Fuori da quei centri

Ne scrive Diego Motta su Avvenire: «Cessazione delle misure di accoglienza». È questa l’espressione usata nella circolare diffusa dal ministero dell’Interno, che di fatto fa saltare i meccanismi di presa in carico sui territori dei richiedenti asilo. Un caso annunciato, anticipato settimane fa ad Avvenire da sindaci e Terzo settore, che adesso sono i primi a reagire, pressoché simultaneamente, dopo la diffusione del documento messo a punto dal Viminale. Il testo è del 7 agosto e indica alle prefetture di disporre lo stop immediato degli interventi per coloro che sono riconosciuti titolari di protezione internazionale e speciale, senza aspettare il rilascio del permesso di soggiorno e senza provvedere al loro trasferimento nel Sai, il Sistema di accoglienza e integrazione. «In sostanza – sottolinea il Tavolo Asilo, che riunisce in un ampio cartello associazioni del mondo laico e cattolico – migliaia di titolari di protezione internazionale o speciale stanno per essere espulsi dai Cas, i Centri di accoglienza straordinaria, e mandati per strada: in questa direzione si stanno muovendo le prefetture». Nella circolare, il Viminale sottolinea «l’importanza della verifica dei requisiti per la permanenza dei beneficiari all’interno del sistema di accoglienza». L’obiettivo indicato sembra essere, si spiega qualche riga dopo, quello di «assicurare il turn over nelle strutture di accoglienza e garantire la disponibilità di soluzioni alloggiative in favore degli aventi diritto».

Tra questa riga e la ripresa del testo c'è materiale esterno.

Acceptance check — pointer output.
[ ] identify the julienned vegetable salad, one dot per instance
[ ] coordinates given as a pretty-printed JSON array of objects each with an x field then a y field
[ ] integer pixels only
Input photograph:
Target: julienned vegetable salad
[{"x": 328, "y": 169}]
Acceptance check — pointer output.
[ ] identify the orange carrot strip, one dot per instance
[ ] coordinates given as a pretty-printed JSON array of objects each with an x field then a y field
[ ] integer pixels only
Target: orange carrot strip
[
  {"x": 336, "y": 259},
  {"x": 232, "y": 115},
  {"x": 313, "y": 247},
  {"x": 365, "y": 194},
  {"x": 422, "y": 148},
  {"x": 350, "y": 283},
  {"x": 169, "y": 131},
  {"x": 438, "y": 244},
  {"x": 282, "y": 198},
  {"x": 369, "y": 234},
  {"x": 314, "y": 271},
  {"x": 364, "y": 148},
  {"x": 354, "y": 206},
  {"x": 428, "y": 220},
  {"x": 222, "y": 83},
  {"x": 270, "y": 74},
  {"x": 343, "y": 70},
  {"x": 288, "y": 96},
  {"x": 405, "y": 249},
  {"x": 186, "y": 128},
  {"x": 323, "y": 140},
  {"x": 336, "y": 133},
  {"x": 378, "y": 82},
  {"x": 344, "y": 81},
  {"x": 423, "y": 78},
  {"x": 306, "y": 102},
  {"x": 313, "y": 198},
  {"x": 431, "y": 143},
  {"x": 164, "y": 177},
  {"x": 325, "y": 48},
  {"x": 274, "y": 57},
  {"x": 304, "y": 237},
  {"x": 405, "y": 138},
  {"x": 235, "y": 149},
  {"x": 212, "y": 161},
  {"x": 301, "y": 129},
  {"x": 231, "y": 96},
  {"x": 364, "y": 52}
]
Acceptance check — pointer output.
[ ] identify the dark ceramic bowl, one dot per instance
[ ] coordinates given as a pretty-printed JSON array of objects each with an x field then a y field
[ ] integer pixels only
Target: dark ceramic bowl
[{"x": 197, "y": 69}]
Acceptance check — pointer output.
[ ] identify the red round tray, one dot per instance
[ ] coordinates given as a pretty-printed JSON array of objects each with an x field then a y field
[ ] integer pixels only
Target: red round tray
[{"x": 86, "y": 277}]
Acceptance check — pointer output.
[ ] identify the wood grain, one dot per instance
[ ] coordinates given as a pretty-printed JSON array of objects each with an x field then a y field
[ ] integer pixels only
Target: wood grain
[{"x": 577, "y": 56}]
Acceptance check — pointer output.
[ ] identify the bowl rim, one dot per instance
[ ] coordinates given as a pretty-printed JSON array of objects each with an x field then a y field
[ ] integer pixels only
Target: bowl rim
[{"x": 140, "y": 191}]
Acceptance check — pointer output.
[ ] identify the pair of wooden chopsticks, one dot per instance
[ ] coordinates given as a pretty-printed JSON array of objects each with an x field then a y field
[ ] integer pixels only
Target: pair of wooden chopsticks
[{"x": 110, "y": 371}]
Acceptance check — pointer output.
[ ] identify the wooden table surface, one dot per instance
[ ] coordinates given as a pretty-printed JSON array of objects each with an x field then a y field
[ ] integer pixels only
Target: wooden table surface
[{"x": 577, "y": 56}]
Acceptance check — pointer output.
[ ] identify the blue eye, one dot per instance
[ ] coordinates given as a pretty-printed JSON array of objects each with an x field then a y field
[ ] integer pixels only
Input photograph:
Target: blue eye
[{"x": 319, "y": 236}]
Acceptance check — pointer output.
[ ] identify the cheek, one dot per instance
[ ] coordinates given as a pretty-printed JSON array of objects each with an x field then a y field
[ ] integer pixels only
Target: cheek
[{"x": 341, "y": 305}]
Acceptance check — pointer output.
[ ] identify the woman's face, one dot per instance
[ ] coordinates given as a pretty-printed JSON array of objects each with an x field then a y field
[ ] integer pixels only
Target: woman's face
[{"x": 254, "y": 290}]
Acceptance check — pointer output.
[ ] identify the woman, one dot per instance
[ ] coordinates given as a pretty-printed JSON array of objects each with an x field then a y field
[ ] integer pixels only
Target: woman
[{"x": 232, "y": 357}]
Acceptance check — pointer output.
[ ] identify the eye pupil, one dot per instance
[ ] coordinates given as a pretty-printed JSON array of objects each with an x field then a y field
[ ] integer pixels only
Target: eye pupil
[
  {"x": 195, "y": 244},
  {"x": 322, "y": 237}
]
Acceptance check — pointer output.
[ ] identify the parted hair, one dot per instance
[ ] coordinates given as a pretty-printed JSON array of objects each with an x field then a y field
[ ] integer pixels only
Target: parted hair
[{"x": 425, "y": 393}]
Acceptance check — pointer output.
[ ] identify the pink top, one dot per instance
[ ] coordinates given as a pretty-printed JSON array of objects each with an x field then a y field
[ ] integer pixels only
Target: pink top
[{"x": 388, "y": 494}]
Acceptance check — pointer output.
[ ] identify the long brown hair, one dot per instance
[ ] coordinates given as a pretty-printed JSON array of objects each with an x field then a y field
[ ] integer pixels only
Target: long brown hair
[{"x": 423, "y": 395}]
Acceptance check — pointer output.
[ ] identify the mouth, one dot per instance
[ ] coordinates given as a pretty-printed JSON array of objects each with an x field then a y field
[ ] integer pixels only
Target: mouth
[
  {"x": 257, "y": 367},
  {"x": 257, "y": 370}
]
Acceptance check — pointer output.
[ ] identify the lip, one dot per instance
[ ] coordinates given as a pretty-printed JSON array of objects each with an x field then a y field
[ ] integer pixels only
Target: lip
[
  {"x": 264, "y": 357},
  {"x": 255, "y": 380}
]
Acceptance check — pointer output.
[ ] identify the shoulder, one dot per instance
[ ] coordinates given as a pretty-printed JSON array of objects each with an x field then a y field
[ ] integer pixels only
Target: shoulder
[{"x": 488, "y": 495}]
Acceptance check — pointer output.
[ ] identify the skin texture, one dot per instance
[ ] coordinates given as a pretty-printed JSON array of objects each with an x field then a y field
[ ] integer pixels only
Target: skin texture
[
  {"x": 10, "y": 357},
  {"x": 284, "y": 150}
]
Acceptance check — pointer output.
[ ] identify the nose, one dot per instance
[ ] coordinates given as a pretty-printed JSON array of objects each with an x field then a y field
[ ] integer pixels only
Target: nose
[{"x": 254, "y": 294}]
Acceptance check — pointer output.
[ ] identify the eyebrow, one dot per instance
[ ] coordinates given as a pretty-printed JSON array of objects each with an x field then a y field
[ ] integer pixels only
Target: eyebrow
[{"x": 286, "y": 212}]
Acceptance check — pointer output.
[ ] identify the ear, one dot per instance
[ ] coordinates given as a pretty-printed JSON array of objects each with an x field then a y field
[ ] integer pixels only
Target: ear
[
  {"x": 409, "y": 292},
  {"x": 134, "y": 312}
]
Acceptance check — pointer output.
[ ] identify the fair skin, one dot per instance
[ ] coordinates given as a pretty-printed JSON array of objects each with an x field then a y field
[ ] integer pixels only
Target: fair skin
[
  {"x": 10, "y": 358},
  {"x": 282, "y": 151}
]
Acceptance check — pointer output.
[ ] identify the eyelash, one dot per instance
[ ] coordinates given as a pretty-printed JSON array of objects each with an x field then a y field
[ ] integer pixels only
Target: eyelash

Servono spazi, in sostanza, perché il numero degli arrivi nel 2023 è più del doppio rispetto a quello del 2022 e regioni come Sicilia e Calabria sono al collasso. Non basta neppure la ripartizione territorio per territorio fatta filtrare dal governo, perché non si sa dove trovare un tetto per chi arriva da fuori. «Così svuoteranno i Cas per far entrare chi è appena arrivato – osserva Matteo Biffoni, sindaco di Prato e delegato Anci per le politiche migratorie -. La verità? Si sono incartati e non sanno come uscirne, perché devono dare seguito alla propaganda fatta. Dovrebbero fermarsi, ascoltare chi sta sui territori e riprogettare tutto, a partire dall’emergenza permanente dei minori non accompagnati. Ma non lo faranno». Anche Pierfrancesco Majorino, della segreteria nazionale del Pd, attacca parlando di «decisione sciagurata: l’aumento delle persone senza dimora sarà il frutto avvelenato del fallimento totale delle scelte del governo». Il non detto riguarda un vertice andato in scena lo scorso 4 agosto, a cui il ministro dell’Interno, Matteo Piantedosi, non ha partecipato.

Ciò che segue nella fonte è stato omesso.